Théorie du Geist
L'appui épistémologique de la notion de Geist est
l'initiative de l'esprit : on ne peut pas ne pas envisager
l'esprit comme ce qui a l'initiative du savoir (au moins).
Nous ne comprendrions rien à notre science, à
ses progrès ou à sa validité, si nous
ne recevions pas ses initiatives comme telles, et si nous
ignorions la clause juridique de la liberté de ces
initiatives (ainsi, le principe de tolérance chez
Carnap).
L'appui phénoménologique de la notion de Geist est la
subjectivité :
nous ne pouvons pas éliminer de l'esprit cela qu'il
s'attribue à un - ou des - sujets. Lorsque nous
considérons les contenus de pensée, par
exemples de savoir, nous "savons" qu'ils sont actualisables
sinon actualisés comme contenus de la pensée
d'un sujet, individuel ou collectif. Cela est plus et autre
chose que le renvoi de l'esprit à la conscience :
l'important n'est pas tant que l'esprit soit le contenu
d'une auto-révélation, qu'il "réside"
dans le voir interne, mais plutôt qu'il soit, dans
l'articulation qui l'effectue, toujours potentiellement
signature, emblème d'un sujet. L'esprit est quelque
chose comme le surcroît d'identification de sujets.

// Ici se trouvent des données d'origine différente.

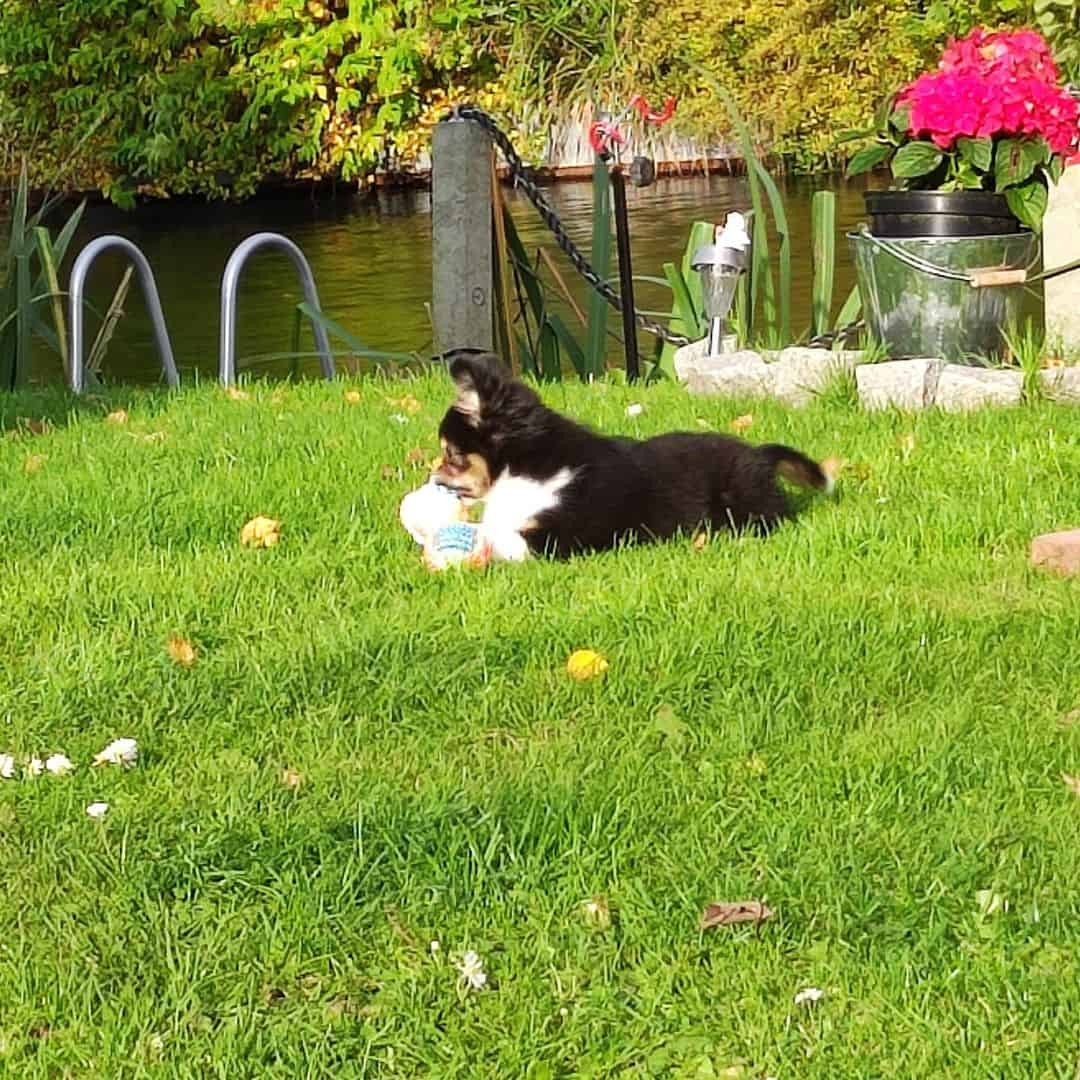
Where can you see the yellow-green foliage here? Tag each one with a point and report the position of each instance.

L'esprit comme Geist, en tout
cas.
Une conception philosophique du
Geist
est une synthèse conceptuelle du caractère
d'initiative et du caractère de
subjectivation.
Je propose la conception suivante, que je
veux bien appeler lévinasienne.
1) Le Geist est initiative
parce qu'il est lieu de l'atteinte, réception de
l'adresse, gardant sa trace. La capacité de
mouvement-vers de l'esprit est intrinsèquement dialogale,
elle est capacité de réponse. L'initiative est
désir, pro-jet, mobilisation vers un autre souhaité,
et le prototype de ce qui rend souhaité le
souhaité est son caractère demandé. Le
Geist
est destinateur parce qu'il est destinataire. Non pas au
sens de la nécessité d'une mécanique,
qui réfléchirait l'impulsion incidente, mais
au sens où la visée de l'initiative ne fait
sens que comme visée demandée, enjointe
(quoiqu'il en soit du caractère infiniment
médiat de la relation entre la dernière
demande reçue et la plus récente initiative
émise).
2) le Geist est sujet parce
qu'il est repli, compression du sens dans les signes. Le
sens émane ordinairement des configurations
sémiotiques. S'il en résultait selon une
quelconque logique uniforme, autorisant que jamais les
renvois du sens ne se recoupassent, ne se raccordassent, ne
se concentrassent, alors il n'y aurait pas de sujet, il n'y
aurait qu'un "Esprit absolu", un immense système
vivant-dynamique de renvois, ne requérant aucune
interprétation. Mais en vérité, notre
expérience en témoigne, l'agencement faisant
sens du signe avec lui-même détermine
corrélativement au faire-sens des aires de repli,
d'enveloppement, de compression. Le jeu propre du sens se
localise, selon le procédé fondamental de la
convergence, de l'itération et de la
circularité des renvois.
Une synthèse est possible, entre
ces deux déterminations - qui me semblent lui
appartenir de manière impérative - de l'esprit
comme Geist. La synthèse dit que le Geist est l'esprit
comme sens. Cela veut dire, en effet, d'un côté
que l'esprit n'est pas ce qu'il est "dans
l'indifférence", mais qu'il est en proie à une
demande, insinuant la notion d'un autre état de
soi-même, à poursuivre, et conférant un
"sens" à la fois à l'état
présent (celui du défaut) et au devenir (son
attente), polarisant en général tout
étant selon une dimension nouvelle qui est celle du
sens : or c'est relativement à une telle polarisation
que la vigilance infatigable de l'initiative se comprend.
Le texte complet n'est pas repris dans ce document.